Starting point is 00:21:21 They were all crying and all the guys came out to apologize to Satchel and his teammates. But Buck O'Neill swore to the day he died that if he had one game to win, and any choice of any pitcher from any era, it would be the legendary Leroy Satchel Page. As Buck would say, you might beat him when he was out there messing around. But when he was locked and loaded, forget about it.

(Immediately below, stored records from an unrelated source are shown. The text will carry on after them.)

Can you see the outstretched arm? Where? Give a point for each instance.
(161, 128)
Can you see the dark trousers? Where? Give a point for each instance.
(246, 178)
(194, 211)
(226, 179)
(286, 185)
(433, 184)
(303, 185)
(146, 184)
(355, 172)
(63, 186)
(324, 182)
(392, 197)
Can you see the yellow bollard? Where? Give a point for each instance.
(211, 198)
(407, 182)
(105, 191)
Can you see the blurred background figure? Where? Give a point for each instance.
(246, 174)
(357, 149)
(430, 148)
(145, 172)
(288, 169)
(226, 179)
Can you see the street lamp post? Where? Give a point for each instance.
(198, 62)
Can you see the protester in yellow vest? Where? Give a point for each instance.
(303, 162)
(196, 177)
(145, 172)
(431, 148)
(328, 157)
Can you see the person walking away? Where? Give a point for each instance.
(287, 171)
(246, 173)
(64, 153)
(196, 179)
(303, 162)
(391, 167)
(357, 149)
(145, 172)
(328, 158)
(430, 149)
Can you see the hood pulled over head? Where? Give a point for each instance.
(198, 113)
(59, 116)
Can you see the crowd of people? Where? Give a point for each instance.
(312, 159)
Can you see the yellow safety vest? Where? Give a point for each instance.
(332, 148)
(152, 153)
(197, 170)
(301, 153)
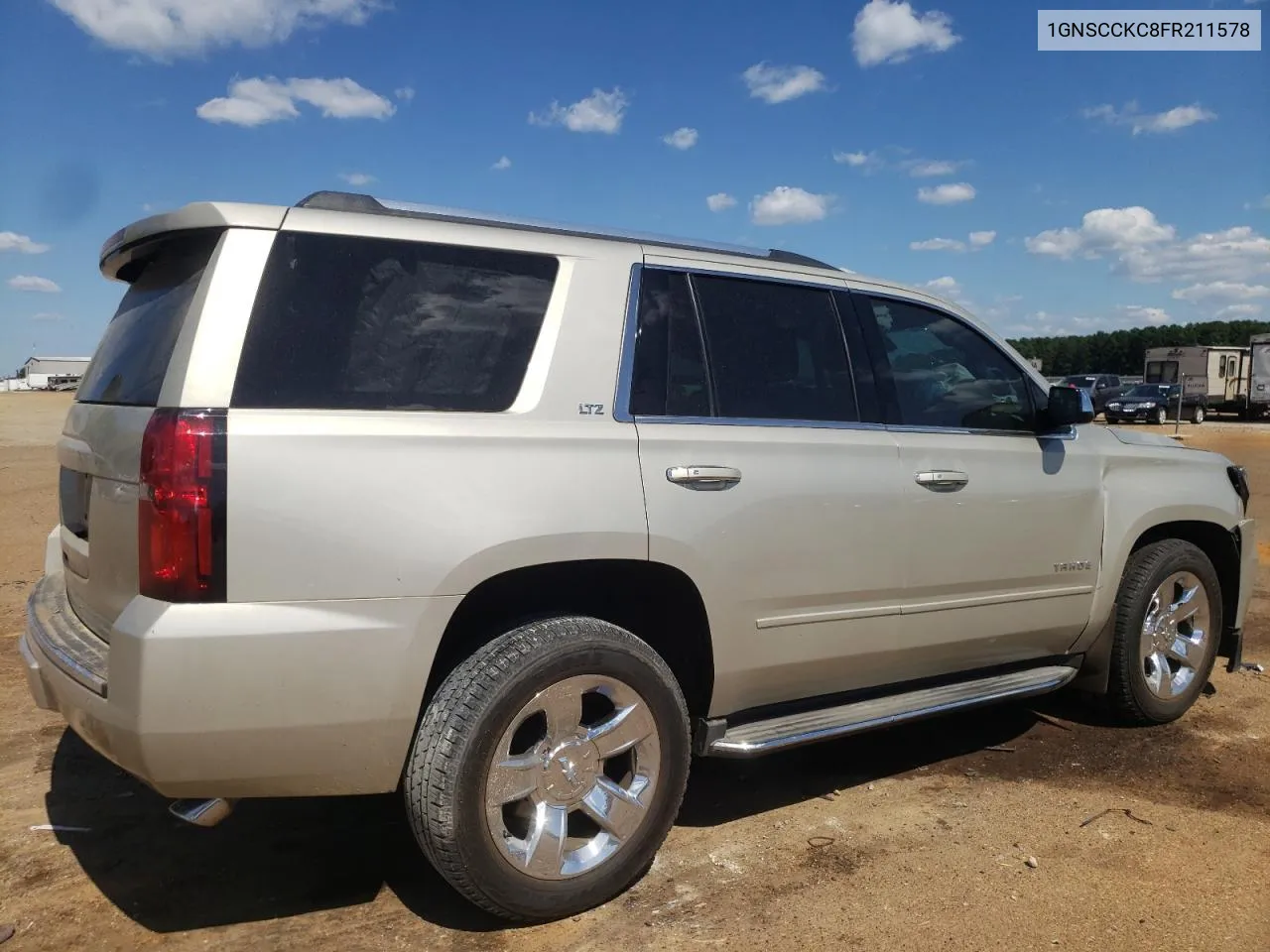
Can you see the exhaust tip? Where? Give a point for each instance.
(200, 812)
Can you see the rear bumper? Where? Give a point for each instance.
(244, 699)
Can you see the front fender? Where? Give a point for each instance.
(1144, 489)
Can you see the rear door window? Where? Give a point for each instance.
(377, 324)
(668, 377)
(132, 358)
(775, 350)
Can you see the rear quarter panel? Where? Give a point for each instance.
(354, 504)
(1144, 486)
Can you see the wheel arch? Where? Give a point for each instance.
(656, 602)
(1222, 547)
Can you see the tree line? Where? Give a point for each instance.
(1124, 350)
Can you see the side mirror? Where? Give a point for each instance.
(1069, 407)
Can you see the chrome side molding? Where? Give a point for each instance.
(202, 812)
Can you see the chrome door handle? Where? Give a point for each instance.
(703, 476)
(942, 479)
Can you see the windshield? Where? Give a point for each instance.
(1151, 391)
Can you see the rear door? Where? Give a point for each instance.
(763, 486)
(1002, 527)
(99, 452)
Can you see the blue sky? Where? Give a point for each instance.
(928, 143)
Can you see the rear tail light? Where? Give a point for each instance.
(181, 512)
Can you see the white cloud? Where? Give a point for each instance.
(938, 245)
(779, 84)
(164, 30)
(1051, 325)
(860, 160)
(951, 193)
(13, 241)
(599, 112)
(1147, 250)
(1233, 311)
(1101, 229)
(683, 137)
(720, 200)
(974, 241)
(341, 99)
(785, 204)
(1222, 291)
(255, 102)
(945, 286)
(1169, 121)
(30, 282)
(892, 32)
(931, 168)
(1138, 315)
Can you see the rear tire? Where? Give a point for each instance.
(1167, 627)
(549, 767)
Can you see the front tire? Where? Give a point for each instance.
(549, 767)
(1167, 626)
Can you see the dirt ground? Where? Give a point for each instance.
(907, 839)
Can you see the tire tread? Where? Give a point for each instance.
(448, 724)
(1138, 575)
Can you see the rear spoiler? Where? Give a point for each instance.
(123, 245)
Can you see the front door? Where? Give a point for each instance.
(1003, 527)
(762, 485)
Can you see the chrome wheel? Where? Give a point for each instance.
(572, 777)
(1175, 634)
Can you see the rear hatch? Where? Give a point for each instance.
(99, 452)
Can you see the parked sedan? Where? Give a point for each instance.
(1101, 388)
(1153, 403)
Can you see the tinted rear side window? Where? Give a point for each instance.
(776, 352)
(132, 358)
(375, 324)
(670, 373)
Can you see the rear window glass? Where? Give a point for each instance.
(375, 324)
(131, 361)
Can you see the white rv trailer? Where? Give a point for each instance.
(1216, 375)
(1259, 375)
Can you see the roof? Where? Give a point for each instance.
(56, 361)
(119, 248)
(368, 204)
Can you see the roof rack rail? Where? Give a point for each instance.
(368, 204)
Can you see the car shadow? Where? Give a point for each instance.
(285, 857)
(270, 860)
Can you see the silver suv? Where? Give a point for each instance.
(515, 518)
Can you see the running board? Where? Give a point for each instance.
(793, 730)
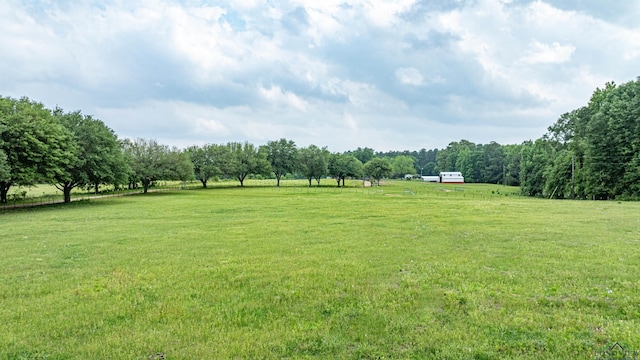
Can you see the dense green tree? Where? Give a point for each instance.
(97, 156)
(513, 154)
(5, 169)
(208, 161)
(245, 159)
(378, 168)
(425, 163)
(364, 155)
(37, 147)
(314, 162)
(534, 161)
(283, 157)
(402, 164)
(492, 164)
(342, 166)
(557, 175)
(151, 161)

Starting point is 00:21:47 That's a fantastic story. And I got to tell you, I know the Nancy story and people should look that one up because that's hilarious too. It is hilarious. That is a great story. Mr. Kendrick, I want to recommend two things before we go. Number one, you do a podcast called Black Diamonds,
Starting point is 00:22:04 which I'm a big fan of. And I listen to all the time. I heard your interview with Andre Dawson the other day. And I would encourage people to go look that up, Black Diamonds, the podcast, and of course your Negro Leagues Baseball Museum in Kansas City, Missouri, which is on my bucket list. And I gotta get there before I push up daisies, and I will.
Starting point is 00:22:21 Yeah, and you got to get here because we're getting ready to build a new one. So you got to see the old one and then come and see the new one. Of course, we got to raise about 30 million dollars to build this new one. But we did announce plans to build a new 30 plus thousand square foot Negro Leagues Baseball Museum that's going to be built right around the corner from where we're currently operating the Negro Leagues Museum now. And I'm really excited about this next phase of growth for our museum and what that means for really the baseball world to have this wonderful edifice known
Starting point is 00:22:55 as the Negro Leagues Baseball Museum as the gateway into historic 18th and Vine here in Kansas City. So man, I look forward to seeing you and when you come, the ribs are on me. That's very generous of you. I can't wait to shake your hand and see all of your great work. Thank you for joining us on TVO tonight.
Starting point is 00:23:15 And yeah, they could play. You're damn right they could play. They could play. Thank you, Steve.